Many fee-based advisors carry the CFP® designation as their mark of expertise, and this is the primary designation that has been endorsed by the media. But these credentials can serve both you and your clients in many ways, as they will enable you to spot more planning opportunities and increase your professional competence. Employers in the financial arena tend to look favorably upon employees who earn these credentials, and carrying these certifications will almost certainly make you a more valuable employee. Remember, it often takes money to make money, so if you have to invest in something to succeed, why not invest in yourself with an education? (Check out the article CFP®, CLU Or ChFC - Which Is Best? for more details about these designations.)

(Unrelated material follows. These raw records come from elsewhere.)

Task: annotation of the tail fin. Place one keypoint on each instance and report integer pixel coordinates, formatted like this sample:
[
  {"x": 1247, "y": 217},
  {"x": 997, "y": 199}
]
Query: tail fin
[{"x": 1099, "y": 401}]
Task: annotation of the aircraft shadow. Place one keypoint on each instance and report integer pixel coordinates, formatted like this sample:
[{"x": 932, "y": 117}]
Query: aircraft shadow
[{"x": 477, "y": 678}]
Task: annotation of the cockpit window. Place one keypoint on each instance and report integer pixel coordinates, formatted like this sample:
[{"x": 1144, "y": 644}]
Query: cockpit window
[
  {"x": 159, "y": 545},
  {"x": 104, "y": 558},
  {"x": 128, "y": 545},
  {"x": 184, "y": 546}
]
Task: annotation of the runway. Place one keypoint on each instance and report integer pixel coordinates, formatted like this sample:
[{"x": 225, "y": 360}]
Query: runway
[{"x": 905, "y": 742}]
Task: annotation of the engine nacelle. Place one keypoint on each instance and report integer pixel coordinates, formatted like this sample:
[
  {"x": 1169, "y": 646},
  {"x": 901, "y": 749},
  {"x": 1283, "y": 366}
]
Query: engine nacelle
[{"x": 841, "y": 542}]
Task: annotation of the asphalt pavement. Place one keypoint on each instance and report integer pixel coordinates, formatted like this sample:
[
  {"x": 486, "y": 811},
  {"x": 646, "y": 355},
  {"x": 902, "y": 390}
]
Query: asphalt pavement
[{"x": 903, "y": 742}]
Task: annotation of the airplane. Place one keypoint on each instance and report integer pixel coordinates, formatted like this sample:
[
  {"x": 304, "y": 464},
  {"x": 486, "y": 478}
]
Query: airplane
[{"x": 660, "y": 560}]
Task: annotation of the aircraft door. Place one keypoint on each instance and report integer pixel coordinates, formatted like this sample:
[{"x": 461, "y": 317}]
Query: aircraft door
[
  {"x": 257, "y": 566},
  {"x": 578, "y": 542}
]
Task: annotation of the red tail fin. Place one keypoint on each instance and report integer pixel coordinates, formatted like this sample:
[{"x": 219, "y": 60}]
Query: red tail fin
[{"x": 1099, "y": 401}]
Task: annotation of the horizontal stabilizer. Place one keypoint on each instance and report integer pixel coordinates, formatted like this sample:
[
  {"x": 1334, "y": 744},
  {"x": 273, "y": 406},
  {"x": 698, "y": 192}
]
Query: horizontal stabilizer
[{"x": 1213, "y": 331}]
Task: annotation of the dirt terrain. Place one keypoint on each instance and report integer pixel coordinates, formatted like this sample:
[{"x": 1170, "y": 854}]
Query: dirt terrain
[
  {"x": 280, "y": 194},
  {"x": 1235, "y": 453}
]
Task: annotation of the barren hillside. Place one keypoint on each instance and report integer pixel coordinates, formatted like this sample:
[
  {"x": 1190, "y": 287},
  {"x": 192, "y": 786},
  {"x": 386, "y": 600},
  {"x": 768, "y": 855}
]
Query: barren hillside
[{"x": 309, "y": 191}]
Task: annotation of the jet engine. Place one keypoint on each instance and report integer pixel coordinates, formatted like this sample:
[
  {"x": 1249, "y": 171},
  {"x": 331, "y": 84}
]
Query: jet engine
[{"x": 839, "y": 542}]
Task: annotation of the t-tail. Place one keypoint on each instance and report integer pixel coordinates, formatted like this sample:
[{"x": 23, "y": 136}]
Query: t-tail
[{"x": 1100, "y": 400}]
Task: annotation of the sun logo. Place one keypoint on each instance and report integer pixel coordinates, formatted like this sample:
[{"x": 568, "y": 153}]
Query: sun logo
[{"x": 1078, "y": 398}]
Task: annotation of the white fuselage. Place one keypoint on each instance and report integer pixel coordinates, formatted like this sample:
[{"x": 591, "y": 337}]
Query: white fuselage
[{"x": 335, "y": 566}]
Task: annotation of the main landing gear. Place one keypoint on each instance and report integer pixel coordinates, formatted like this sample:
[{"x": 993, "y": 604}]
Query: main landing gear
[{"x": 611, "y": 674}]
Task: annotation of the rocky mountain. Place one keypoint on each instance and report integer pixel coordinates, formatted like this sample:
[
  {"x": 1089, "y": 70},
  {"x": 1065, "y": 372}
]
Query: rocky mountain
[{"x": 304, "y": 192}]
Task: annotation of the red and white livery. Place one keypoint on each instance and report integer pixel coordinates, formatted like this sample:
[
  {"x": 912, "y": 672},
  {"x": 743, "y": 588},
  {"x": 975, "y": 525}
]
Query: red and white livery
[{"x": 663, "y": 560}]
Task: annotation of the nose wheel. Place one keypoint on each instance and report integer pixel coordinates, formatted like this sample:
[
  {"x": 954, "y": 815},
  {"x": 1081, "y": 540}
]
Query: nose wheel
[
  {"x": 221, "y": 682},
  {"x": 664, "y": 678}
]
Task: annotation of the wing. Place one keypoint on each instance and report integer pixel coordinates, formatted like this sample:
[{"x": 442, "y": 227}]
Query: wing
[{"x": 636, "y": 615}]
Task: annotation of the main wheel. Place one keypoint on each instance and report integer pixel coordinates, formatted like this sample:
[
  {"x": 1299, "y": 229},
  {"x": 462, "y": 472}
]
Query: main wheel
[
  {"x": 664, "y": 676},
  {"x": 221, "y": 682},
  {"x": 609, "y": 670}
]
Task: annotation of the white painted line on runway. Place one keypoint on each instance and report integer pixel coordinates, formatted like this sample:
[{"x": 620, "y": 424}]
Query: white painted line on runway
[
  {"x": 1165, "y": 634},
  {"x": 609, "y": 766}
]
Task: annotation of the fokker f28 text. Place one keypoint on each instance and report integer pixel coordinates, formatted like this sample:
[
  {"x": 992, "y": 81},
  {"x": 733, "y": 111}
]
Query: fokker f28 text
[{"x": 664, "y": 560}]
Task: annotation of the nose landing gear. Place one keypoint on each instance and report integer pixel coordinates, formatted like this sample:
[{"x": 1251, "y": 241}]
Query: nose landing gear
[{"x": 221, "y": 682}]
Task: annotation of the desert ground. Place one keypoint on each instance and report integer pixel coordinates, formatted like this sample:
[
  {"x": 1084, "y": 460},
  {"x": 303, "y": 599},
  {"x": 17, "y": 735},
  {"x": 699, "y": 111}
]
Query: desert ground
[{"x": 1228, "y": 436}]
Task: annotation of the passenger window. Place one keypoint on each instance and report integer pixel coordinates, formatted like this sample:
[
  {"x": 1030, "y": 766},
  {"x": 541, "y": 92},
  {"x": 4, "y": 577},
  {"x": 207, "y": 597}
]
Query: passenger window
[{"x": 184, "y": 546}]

4. Be Willing to Offer Discounts or Extra Services
Losing money in a bad market is disheartening enough for your clients; making them pay fees and commissions on top of that is even worse. Of course you still have to make a living, but offering discounts and/or free services to your clients can be another source of consolation for them. If nothing else, it will show that you are willing to take some losses along with them.

A 25% discount in fees or commissions can do wonders to placate day traders, while free services such as income tax preparation or estate planning consultations can save your customers money, provide them with a substantial benefit and unearth new planning opportunities for your business.

5. Be Flexible and Proactive
Employees who keep a good attitude and volunteer for unpleasant tasks will always have a better chance of keeping their jobs than those who complain and shirk their responsibilities. However, attitude alone has seldom provided real job protection. The willingness to take business trips and transfer to another location may keep your employment on surer footing, and a willingness to work overtime performing tasks that no one else wants to do can elevate your status among your superiors.

Don't underestimate the impact of your willingness to go the extra mile when layoff notices are being decided upon.

6. Keep Your Options Open
If you feel like there's a real chance you may get the ax, don't wait until a pink slip shows up on your desk before taking action. Update your resume and start talking to other employers now. Consult with your clients off the record to see how many of them will be willing to leave with you if necessary. (Keep in mind that if the firm you work for had you sign a no-compete clause when you were hired, as many do, there may be some legal issues regarding whether you can take clients with you when you move.)

Also don't hesitate to join a local professional organization such as the Financial Planning Association or National Association of Insurance and Financial Advisors, which can offer you many resources in your job search, and many contacts to help you grow in your profession. (To learn more see Get Active, Join a Club! and Investment Clubs Pool Assets, Expertise.)

Both employees and independent financial practitioners can do many things to improve their job security. Client communication, loss mitigation, discounts and extra services are just some of the measures that can be taken to improve your standings with your clients and supervisors. But having a "Plan B" in place is essential in an uncertain job market where a good attitude and the willingness to work overtime may not make a difference.